Intervention de Sébastien Lecornu

Séance en hémicycle du mercredi 24 mai 2023 à 15h00
Programmation militaire 2024-2030 — Article 2 et rapport annexé

Sébastien Lecornu, ministre des armées :

Nous avons entamé hier un débat sur le format des armées et les missions qu'on en attend, mais j'irai un peu plus loin aujourd'hui, en réponse à cet amendement. Je vous remercie d'ailleurs de l'avoir déposé, parce que de nombreux Français, lorsqu'ils se retrouvent en famille ou entre amis, disent que le service militaire avait du bon et qu'il faudrait peut-être le restaurer. Dès lors, il serait peut-être incongru de ne pas en débattre dans cet hémicycle, même quelques instants, à l'occasion de l'examen du projet de LPM.

Premièrement, je suis frappé de constater que les défenseurs de la professionnalisation se font rares. Cela s'explique sans doute par le fait que celle-ci ne fait plus débat, car chacun la considère comme bienvenue. D'ailleurs, la plupart des thèmes que nous avons abordés en examinant ce projet de loi, comme celui de l'hybridité, nous conduisent à parler de professionnalisation. D'autres amendements nous fourniront l'occasion d'évoquer plus avant les enjeux de professionnalisation, de fidélisation, de gestion des carrières et de pyramidage des grades, mais il s'agit là d'un sujet distinct.
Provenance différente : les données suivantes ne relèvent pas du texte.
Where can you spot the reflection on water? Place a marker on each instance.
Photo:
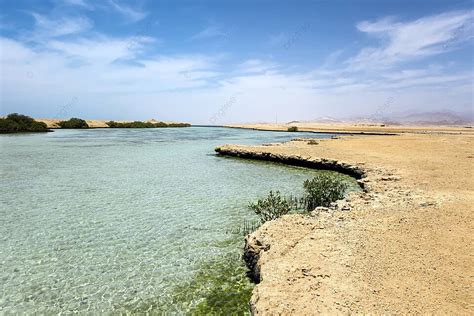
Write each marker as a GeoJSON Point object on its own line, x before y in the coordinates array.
{"type": "Point", "coordinates": [129, 220]}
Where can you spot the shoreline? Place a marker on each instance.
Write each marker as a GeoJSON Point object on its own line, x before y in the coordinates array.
{"type": "Point", "coordinates": [401, 246]}
{"type": "Point", "coordinates": [361, 129]}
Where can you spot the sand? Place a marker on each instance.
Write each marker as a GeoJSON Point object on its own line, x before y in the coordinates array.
{"type": "Point", "coordinates": [404, 246]}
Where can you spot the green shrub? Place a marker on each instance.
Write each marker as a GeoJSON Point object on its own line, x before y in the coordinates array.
{"type": "Point", "coordinates": [73, 123]}
{"type": "Point", "coordinates": [271, 207]}
{"type": "Point", "coordinates": [138, 124]}
{"type": "Point", "coordinates": [17, 123]}
{"type": "Point", "coordinates": [322, 190]}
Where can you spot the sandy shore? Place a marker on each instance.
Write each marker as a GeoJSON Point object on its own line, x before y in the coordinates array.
{"type": "Point", "coordinates": [362, 128]}
{"type": "Point", "coordinates": [403, 246]}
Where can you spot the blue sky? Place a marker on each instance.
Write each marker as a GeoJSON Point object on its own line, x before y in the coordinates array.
{"type": "Point", "coordinates": [216, 62]}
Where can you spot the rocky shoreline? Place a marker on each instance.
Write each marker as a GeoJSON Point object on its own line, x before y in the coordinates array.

Deuxièmement, les nostalgiques du service militaire citent généralement ses vertus sociales, comme la mixité sociale, mais rarement ses vertus militaires. Il est paradoxal qu'il soit si difficile de démontrer les vertus militaires du service militaire, dont c'est pourtant l'objet premier.

Troisièmement, je rappelle que la mobilisation de masse de soldats conscrits faisait partie de l'édifice conventionnel qui soutenait la voûte nucléaire pendant la guerre froide. Cela passait par la concentration de millions de jeunes gens aux frontières orientales de l'Otan ou de centaines de milliers d'entre eux aux frontières orientales de la France. Je me rappelle la carte des régiments et des bases aériennes de l'est de la France qui les accueillaient ; j'ai d'ailleurs eu l'occasion d'évoquer le sujet lorsque j'ai récemment rendu visite à plusieurs régiments.

M. le rapporteur l'a indiqué, l'appel à la réserve constitue désormais la voie privilégiée du durcissement. En effet, les réservistes sont recrutés sur la base du volontariat. En outre, il s'agit d'une forme de professionnalisation : un militaire de réserve, contrairement à un conscrit, suit régulièrement des formations et acquiert des qualifications, y compris médicales dans le cas du service de santé des armées. Le durcissement du modèle d'armée par la réserve que nous proposons dans la loi de programmation militaire est la première étape, essentielle, de notre changement de doctrine militaire.

Enfin, vous avez débuté votre intervention en affirmant que Jacques Chirac a supprimé le service militaire obligatoire. Pour la complète information de la représentation nationale, je précise que le président Chirac ne l'a pas supprimé en droit, mais a préféré le suspendre, pour des raisons de prudence. Le Parlement lui avait permis de réécrire le dispositif afin qu'il soit possible de le rétablir très vite en cas de besoin, même si je peine à imaginer quelles circonstances rendraient nécessaire une telle décision. Le recensement militaire en mairie n'a jamais cessé et continue à être supervisé par le ministère des armées. Le retour du service militaire reste très hypothétique, mais sa base juridique et administrative demeure.

Je vous propose de retirer votre amendement. Le cas échéant, nous pourrons poursuivre ce débat ultérieurement, lorsque nous évoquerons le format des armées ; en tout cas, il était certainement utile d'évoquer le service militaire, car beaucoup de Français en parlent.